AMMAN, Jordan (AP) – The kidnappers of four Jordanians in Iraq have promised to release them Saturday because their relatives and fellow truck drivers staged an anti-American demonstration as demanded of them, the brother of a hostage said late Friday.

The kidnapping became known Tuesday when Dubai Television broadcast a video tape showing four men holding their identification cards. A man off-camera said “all Muslim and Arab nations, especially those neighboring Iraq” should not cooperate with the Americans.

Mohammed Abu Jaafar, whose brother Ahmad is being held, told The Associated Press said he received a call from one of the purported kidnappers who said they were pleased by the television pictures of the protest in Irbid in northern Jordan.

“We decided to release them on Saturday morning,” Abu Jaafar quoted the kidnapper as saying. The kidnapper said the hostages would be handed over at a Jordanian field hospital in Iraq or “we will escort them to the border,” he said.

Jordanian Foreign Ministry spokesman Ali Al Ayed said the government has instructed its embassy in Baghdad to investigate the kidnapping by a group calling itself “Mujahedeen of Iraq, the Group of Death.” Insurgents have taken more than 70 foreigners hostage in Iraq in recent months in an effort to force their countries to withdraw troops and to hamper reconstruction work.

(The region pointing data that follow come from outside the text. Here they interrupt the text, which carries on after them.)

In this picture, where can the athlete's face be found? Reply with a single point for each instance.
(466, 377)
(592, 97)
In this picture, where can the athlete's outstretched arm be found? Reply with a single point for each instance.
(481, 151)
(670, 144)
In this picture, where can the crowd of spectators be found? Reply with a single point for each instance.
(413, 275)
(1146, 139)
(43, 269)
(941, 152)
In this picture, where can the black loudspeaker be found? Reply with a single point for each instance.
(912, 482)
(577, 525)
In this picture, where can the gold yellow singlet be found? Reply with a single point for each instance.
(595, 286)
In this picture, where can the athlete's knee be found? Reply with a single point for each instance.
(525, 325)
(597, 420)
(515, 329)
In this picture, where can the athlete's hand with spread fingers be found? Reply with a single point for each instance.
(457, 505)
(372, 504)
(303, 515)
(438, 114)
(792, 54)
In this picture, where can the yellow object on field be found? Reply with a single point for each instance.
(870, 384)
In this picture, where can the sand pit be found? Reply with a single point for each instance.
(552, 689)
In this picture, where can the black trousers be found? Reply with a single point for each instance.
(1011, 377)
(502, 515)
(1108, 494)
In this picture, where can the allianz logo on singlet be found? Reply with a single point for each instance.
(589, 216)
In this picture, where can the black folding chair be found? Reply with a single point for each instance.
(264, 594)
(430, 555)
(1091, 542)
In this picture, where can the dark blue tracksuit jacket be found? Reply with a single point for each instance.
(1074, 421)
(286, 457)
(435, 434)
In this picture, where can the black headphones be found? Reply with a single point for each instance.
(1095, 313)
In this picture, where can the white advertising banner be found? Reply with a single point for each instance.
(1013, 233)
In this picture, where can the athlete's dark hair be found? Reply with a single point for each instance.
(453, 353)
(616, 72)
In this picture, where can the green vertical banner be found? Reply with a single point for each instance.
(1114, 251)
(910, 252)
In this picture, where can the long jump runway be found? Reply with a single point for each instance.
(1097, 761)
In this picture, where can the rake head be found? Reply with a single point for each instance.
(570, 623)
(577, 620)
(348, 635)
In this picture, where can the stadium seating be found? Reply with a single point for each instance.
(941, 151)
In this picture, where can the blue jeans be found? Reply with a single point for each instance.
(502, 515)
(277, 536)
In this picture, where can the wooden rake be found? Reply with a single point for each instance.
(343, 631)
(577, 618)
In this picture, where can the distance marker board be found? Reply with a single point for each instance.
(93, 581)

About 150 people took part in the protest, held after Friday prayers in Irbid and Khleifat, 55 miles north of the Jordanian capital, Amman. The protesters chanted “Death, death to America and Zionism” and “Victory for the Iraqi resistance.”

Abu Jaafar said the kidnapper provided Ahmad’s full name, the registration number and the color (yellow) of his truck. He said the kidnappers had been calling him for two days on the mobile telephone of another of the hostages, Mohammad Ahmad Khleifat.

On Thursday, the kidnappers demanded that the families of hostages win their release by staging the demonstration, Abu Jaafar said.

Friday night, one kidnapper said the gang was holding five truck drivers, not four as previously reported, he said. The extra hostage could not be immediately explained.